In the conventional treatment group of the present study, vegetation size was the only predictor of embolic events. These findings are consistent with those of previous studies.3,4,20 Although the revised 2009 European Society of Cardiology guidelines8 recommend urgent surgery as a class IIb indication in patients with isolated very large vegetations, evidence for this proposal remains insufficient. Therefore, the results of the present study may assist in the identification of the exact role of surgical treatment when only isolated large mobile vegetation is detected.

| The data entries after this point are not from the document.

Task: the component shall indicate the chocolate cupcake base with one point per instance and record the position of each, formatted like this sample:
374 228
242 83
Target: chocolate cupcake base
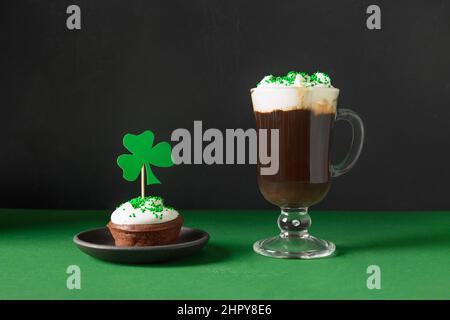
139 235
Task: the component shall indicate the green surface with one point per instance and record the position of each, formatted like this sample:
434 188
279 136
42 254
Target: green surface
412 250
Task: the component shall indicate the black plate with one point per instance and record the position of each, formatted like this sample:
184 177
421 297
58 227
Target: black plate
99 243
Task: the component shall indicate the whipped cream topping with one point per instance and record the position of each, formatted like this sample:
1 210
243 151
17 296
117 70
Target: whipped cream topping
296 90
297 79
148 210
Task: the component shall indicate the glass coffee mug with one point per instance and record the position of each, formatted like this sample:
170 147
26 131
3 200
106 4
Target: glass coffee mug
304 118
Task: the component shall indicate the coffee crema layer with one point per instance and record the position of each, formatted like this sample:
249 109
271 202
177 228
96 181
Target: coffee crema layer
319 100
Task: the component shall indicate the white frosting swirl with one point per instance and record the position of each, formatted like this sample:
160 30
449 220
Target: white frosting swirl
150 210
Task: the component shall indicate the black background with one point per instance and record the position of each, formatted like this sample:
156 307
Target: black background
68 97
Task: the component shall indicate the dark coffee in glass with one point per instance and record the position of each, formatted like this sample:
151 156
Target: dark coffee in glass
304 118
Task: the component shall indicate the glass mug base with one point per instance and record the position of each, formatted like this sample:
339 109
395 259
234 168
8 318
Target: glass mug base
302 246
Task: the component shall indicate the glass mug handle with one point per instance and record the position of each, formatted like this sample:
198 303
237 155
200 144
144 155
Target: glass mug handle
357 142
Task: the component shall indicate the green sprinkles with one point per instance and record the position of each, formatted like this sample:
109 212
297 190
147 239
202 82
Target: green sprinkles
317 78
151 204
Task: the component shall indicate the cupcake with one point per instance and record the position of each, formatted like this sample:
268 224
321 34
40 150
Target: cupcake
145 222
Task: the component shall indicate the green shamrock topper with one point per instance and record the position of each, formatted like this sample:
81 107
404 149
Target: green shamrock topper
143 154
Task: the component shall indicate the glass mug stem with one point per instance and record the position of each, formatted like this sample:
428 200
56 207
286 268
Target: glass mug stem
294 222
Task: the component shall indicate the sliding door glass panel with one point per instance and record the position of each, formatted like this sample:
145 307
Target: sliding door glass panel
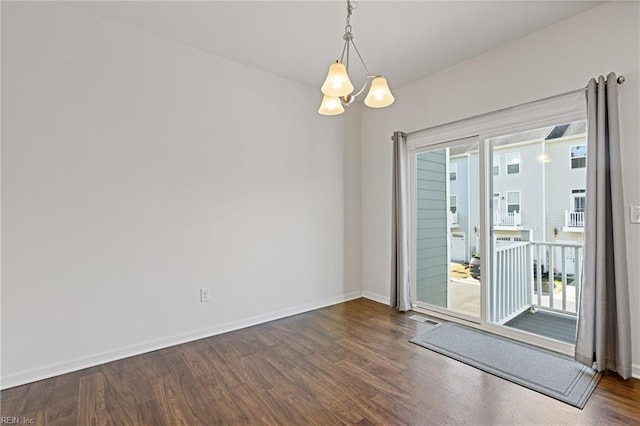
537 224
447 227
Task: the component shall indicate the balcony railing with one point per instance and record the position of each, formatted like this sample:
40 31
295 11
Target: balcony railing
525 277
573 219
507 219
453 218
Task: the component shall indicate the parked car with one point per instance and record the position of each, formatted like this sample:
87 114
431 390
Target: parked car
474 267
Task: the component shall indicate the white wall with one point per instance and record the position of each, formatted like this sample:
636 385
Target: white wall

The present study was subject to the limitations inherent in a nonrandomized study. Early surgery group tended to have larger vegetation and also a higher prevalence of severe regurgitation. Therefore, both of these factors may have influenced simultaneously on making decisions of surgery. To minimize selection bias and confounding, we used propensity score matching, which has been shown to eliminate a greater proportion of baseline differences than do stratification or covariate adjustment.14 In the propensity score–matched cohort, the early surgery group persistently showed a significantly lower rate of end point attainment. Although the use of a propensity score–matched cohort to adjust for confounding in treatment selection is intended to control for such bias, the approach cannot completely remove the effect of confounding, and it appears that substantial problem of baseline characteristics mismatch regarding vegetation size, location of vegetation, and frequency of severe valvular heart disease might not be completely solved. In addition, considering the characteristics of our centers as tertiary referral hospitals, some selection bias is probably inevitable. Therefore, large-scale randomized studies are required. This study excluded patients with major stroke or poor medical conditions, and care should be taken that the results of this study are not applicable to patients with high operative risks.

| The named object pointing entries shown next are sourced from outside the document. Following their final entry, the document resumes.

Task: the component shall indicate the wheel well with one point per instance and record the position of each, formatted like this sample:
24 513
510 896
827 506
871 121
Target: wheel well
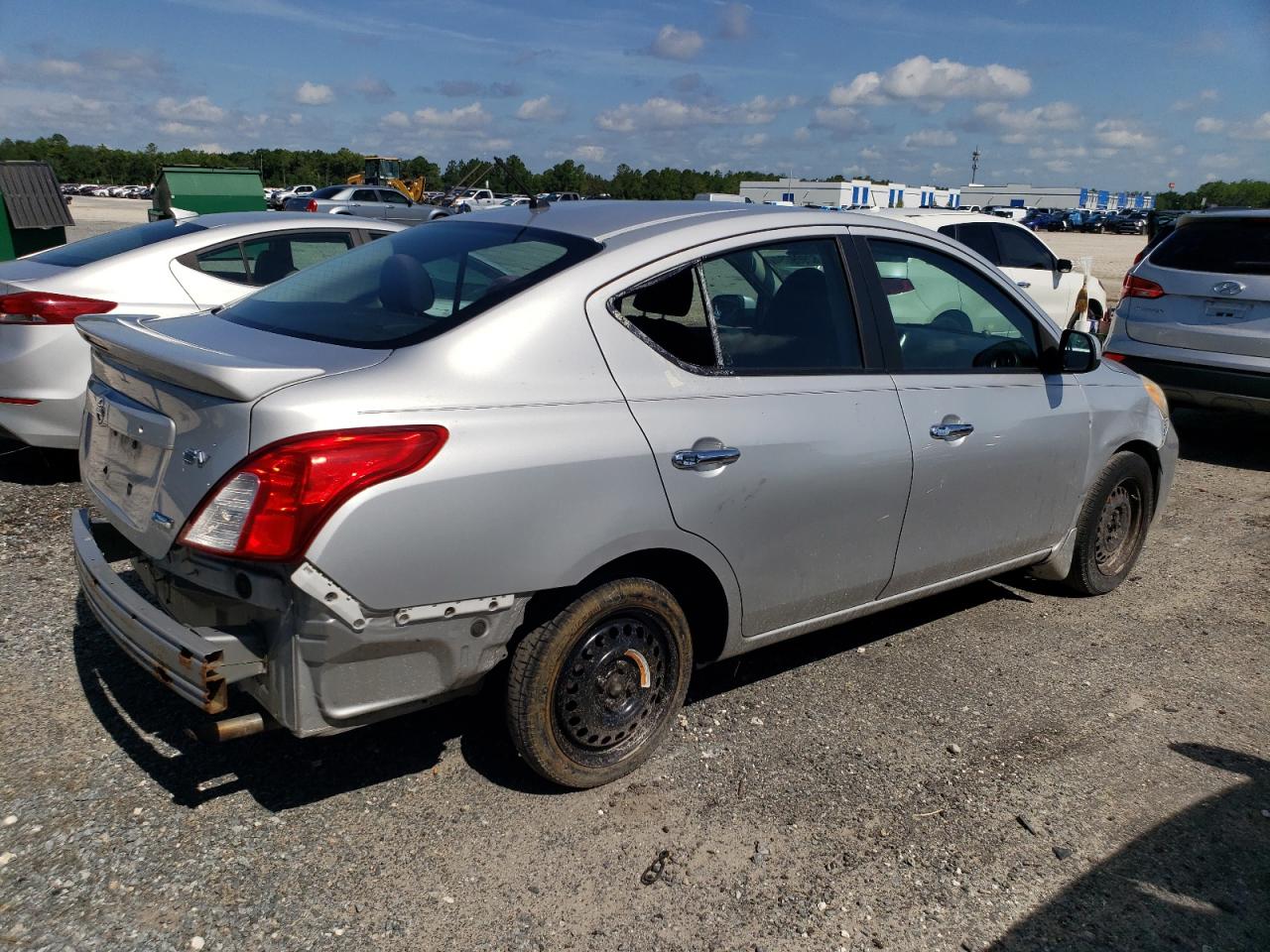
1152 456
693 583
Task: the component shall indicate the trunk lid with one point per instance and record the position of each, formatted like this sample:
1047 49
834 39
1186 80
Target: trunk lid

Compared with conventional treatment, an early surgery strategy is associated with improved clinical outcomes by effectively decreasing embolic events in patients with IE. The results of this observational study suggest that early surgery can be a valuable therapeutic option to improve clinical outcomes in patients who have severe valvular disease and large vegetation.
Sources of Funding
Presented at the 2009 American Heart Association meeting in Orlando, Fla, November 14–18, 2009.